This question is not too difficult, but be careful to consider a lot of edge cases.
Thought process:
- Loop through abbr
- If the character is a numeric value, keep track of the number (it can be 2 digits), also make sure that it is not a '0' value since it is invalid if it's a leading 0 numeric value.
- Increase the count/pointer as you iterate. And for each character that is not a numeric value, check it against word.
- If the character at some point is not matching, you can return immediately.
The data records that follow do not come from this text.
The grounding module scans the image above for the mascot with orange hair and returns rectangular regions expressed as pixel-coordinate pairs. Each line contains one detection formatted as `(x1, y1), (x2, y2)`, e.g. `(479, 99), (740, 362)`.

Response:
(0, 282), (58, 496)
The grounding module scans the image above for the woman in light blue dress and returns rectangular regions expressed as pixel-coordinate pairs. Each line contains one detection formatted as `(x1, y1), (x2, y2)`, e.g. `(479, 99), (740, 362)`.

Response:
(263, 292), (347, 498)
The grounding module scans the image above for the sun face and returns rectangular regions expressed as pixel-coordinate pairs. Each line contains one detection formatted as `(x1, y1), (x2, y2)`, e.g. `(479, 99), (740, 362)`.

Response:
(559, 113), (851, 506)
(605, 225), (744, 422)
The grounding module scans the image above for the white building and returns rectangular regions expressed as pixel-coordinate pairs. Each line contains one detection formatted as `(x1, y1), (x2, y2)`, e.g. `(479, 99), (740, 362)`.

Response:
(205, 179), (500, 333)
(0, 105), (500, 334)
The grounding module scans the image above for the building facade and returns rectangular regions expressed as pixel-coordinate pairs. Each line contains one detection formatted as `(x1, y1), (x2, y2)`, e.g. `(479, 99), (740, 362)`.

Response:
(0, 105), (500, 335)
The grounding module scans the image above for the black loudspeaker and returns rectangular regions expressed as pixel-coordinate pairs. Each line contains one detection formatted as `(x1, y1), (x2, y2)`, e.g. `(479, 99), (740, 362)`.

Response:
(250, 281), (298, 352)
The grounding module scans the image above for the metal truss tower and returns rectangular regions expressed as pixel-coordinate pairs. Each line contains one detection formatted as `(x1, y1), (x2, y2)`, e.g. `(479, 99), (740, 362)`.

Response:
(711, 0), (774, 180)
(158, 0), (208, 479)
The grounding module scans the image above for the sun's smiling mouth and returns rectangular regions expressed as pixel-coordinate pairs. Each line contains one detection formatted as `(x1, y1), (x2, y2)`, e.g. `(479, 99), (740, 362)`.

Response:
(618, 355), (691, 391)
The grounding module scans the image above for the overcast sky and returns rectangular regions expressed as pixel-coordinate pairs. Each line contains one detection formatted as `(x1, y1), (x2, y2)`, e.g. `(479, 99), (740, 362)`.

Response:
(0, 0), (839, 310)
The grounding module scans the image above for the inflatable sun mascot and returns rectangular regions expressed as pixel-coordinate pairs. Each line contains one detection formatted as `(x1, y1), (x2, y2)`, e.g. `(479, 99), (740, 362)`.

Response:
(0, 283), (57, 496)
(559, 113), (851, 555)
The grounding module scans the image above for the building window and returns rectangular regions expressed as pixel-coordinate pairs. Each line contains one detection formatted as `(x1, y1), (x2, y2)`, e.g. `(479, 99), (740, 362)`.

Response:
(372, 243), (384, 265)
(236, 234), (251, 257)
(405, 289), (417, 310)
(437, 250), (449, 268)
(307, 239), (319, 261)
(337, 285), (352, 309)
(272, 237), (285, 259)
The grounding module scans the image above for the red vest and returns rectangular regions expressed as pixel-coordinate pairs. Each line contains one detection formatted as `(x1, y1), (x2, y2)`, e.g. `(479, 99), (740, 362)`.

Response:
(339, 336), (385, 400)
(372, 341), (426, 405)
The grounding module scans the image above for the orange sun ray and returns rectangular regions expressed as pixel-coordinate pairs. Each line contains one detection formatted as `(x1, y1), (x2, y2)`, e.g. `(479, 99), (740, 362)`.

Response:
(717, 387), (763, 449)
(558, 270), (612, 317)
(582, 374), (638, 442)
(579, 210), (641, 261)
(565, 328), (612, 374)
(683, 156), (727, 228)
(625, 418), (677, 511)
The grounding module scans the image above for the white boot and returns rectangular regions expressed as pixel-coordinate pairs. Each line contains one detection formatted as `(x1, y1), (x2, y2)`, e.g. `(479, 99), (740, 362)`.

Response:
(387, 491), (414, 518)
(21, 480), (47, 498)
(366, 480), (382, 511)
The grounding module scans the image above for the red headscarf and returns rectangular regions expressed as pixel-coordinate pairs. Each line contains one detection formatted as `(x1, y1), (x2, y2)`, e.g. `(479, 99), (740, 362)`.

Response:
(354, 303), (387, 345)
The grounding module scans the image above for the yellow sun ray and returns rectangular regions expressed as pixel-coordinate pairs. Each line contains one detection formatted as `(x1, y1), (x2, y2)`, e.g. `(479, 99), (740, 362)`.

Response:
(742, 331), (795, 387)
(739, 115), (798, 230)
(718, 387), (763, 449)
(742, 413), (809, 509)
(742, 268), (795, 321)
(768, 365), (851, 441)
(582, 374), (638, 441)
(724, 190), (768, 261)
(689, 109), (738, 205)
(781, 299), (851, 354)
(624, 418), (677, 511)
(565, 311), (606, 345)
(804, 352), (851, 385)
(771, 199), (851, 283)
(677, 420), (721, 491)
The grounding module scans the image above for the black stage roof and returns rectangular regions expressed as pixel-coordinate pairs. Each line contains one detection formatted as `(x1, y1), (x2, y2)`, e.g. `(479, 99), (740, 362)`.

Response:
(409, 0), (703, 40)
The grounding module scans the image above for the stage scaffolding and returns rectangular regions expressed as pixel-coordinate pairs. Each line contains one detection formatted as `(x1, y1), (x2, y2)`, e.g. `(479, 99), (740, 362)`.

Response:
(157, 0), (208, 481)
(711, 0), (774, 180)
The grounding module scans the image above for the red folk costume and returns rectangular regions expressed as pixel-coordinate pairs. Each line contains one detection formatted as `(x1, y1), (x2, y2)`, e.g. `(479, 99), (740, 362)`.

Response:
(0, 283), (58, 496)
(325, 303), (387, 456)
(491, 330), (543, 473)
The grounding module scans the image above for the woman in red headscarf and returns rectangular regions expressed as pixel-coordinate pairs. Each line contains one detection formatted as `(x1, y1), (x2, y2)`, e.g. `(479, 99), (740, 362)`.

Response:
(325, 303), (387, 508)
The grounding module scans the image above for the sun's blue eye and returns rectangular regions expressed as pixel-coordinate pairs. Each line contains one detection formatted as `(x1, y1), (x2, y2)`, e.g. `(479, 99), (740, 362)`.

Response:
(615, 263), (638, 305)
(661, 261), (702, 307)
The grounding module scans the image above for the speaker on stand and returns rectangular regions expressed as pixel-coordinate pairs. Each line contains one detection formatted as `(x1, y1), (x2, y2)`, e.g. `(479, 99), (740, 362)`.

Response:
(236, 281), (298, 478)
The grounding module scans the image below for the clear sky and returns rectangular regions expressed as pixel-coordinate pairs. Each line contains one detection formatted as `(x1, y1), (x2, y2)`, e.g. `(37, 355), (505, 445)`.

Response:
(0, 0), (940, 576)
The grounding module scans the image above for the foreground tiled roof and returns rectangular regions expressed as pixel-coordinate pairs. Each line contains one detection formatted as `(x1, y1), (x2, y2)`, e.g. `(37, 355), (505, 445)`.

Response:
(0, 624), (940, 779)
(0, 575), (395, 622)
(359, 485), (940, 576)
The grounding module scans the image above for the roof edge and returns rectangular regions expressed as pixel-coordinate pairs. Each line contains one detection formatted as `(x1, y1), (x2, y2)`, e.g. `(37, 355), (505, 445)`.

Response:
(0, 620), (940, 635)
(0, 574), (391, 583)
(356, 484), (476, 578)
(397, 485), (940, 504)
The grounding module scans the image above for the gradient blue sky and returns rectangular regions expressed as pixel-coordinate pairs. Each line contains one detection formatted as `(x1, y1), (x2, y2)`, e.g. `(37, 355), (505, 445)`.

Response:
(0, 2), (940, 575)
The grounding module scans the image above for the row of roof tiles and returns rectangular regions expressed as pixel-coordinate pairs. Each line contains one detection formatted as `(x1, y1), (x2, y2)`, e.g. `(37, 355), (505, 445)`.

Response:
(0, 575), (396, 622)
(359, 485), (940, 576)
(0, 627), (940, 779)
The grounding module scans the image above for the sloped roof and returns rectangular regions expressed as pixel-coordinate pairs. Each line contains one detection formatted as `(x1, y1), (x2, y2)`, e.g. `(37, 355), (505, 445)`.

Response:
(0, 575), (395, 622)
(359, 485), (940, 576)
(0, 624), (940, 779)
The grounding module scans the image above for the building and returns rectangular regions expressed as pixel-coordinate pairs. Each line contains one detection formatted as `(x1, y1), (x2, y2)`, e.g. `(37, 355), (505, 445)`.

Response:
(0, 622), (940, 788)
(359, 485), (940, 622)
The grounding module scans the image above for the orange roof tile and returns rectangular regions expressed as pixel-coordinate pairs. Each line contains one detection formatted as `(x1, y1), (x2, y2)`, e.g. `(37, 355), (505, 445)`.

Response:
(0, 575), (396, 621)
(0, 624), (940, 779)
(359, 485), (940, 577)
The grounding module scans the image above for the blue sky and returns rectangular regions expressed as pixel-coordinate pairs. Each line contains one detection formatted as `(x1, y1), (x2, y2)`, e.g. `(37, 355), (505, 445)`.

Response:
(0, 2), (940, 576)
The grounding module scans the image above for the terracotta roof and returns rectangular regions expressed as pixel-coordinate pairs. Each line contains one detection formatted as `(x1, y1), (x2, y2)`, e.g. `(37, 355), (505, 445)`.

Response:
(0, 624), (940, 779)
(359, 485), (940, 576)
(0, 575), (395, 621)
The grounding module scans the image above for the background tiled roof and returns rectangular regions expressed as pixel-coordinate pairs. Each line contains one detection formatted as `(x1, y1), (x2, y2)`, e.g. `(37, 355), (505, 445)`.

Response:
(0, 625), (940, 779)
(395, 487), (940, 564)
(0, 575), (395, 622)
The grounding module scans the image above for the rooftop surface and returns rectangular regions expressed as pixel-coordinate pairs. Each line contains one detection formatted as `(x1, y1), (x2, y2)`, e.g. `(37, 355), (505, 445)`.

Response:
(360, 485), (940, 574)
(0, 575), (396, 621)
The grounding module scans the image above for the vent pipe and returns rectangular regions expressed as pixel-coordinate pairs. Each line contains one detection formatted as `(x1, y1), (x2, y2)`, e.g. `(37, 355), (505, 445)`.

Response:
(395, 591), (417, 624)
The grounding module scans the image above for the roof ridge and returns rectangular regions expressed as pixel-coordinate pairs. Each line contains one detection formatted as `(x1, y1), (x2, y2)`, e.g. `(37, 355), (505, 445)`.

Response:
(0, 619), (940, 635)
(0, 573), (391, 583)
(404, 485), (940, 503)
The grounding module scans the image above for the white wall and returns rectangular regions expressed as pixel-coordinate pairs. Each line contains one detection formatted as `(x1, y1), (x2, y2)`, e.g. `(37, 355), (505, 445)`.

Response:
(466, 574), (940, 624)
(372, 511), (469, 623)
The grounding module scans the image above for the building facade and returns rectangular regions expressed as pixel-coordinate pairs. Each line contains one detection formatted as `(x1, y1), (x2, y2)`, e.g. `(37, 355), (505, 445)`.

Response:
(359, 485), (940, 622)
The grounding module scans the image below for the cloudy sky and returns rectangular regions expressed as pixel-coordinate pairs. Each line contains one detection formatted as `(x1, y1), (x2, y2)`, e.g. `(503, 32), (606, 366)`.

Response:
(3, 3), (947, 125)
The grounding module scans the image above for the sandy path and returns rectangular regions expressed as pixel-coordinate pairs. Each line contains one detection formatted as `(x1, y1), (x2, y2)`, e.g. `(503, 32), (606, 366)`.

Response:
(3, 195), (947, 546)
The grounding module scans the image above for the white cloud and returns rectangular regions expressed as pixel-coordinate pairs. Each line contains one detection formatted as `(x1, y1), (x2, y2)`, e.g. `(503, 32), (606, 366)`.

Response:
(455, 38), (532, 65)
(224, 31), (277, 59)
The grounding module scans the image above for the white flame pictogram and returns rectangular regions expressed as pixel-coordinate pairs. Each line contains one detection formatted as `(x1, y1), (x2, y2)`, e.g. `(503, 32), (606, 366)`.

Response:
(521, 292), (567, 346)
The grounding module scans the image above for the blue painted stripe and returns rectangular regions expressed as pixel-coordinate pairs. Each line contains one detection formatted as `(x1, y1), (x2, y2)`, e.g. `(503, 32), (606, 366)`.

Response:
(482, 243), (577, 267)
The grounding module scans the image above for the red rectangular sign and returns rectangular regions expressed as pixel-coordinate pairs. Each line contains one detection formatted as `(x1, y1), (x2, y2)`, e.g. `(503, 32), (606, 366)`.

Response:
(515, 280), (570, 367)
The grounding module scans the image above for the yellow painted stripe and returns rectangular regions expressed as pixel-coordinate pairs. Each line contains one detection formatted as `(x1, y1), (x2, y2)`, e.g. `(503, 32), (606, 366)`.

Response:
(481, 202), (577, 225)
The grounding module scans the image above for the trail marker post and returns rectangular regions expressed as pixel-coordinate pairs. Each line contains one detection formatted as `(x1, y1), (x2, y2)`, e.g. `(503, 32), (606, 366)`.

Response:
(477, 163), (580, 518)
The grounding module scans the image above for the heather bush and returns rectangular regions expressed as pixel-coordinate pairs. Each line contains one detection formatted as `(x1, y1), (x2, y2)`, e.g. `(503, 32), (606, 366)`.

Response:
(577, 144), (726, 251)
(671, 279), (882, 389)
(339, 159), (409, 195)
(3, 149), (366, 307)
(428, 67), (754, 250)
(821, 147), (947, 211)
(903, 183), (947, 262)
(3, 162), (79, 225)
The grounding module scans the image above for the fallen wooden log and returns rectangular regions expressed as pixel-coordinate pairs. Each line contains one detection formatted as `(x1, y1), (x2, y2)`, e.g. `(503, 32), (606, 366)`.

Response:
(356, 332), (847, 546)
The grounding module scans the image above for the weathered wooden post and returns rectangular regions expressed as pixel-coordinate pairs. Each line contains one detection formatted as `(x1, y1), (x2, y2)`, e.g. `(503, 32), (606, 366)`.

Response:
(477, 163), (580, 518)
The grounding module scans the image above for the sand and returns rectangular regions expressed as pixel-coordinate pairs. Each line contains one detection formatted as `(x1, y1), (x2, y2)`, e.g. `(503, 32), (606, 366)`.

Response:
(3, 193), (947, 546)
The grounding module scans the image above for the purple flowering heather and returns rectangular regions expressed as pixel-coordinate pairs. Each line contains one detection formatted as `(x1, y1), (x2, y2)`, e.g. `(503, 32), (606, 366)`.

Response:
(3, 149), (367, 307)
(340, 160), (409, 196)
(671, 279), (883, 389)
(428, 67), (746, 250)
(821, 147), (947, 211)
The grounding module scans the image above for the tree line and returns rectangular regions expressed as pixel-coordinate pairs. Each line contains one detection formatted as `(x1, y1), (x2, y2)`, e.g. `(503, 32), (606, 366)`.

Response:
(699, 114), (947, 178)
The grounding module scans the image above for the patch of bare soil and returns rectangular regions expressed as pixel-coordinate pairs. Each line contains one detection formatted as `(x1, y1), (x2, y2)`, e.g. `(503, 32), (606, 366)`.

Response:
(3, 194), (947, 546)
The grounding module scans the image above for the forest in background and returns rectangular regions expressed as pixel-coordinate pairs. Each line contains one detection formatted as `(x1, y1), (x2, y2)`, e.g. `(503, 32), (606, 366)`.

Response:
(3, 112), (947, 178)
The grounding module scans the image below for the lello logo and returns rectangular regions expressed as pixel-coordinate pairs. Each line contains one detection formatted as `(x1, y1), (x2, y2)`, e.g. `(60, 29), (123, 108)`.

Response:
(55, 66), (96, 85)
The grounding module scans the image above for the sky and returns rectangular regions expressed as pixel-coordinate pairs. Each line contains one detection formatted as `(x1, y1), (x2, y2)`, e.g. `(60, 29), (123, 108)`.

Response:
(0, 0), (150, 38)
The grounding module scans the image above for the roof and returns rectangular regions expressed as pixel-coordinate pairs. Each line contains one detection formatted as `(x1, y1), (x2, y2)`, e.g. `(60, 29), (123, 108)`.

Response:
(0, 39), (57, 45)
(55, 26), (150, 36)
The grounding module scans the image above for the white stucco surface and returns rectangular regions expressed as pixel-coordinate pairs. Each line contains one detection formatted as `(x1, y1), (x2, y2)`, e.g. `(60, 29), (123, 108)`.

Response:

- If towards the end, the abbr count (total length of abbr) is the same as word, they match.
Time Complexity: O(n)
Link: Valid Word Abbreviation
/**
* @param {string} word
* @param {string} abbr
* @return {boolean}
*/
var validWordAbbreviation = function(word, abbr) {
let aCount = 0;
let int = "";
for(let i =0;i<abbr.length;i++){
if(parseInt(int) == 0){
return false;
}
if(!isNaN(abbr[i]) && parseInt(int) != 0){
int += abbr[i];
}else{
if(int.length > 0){
aCount += parseInt(int);
int = "";
}
++aCount;
let idx = aCount -1;
if(word[idx] != abbr[i]){
console.log(word[idx]+ " " + abbr[i]);
return false;
}
}
if(abbr.length-1 == i) {
if(int.length > 0){
aCount += parseInt(int);
int = "";
}
}
}
return (aCount == word.length);
};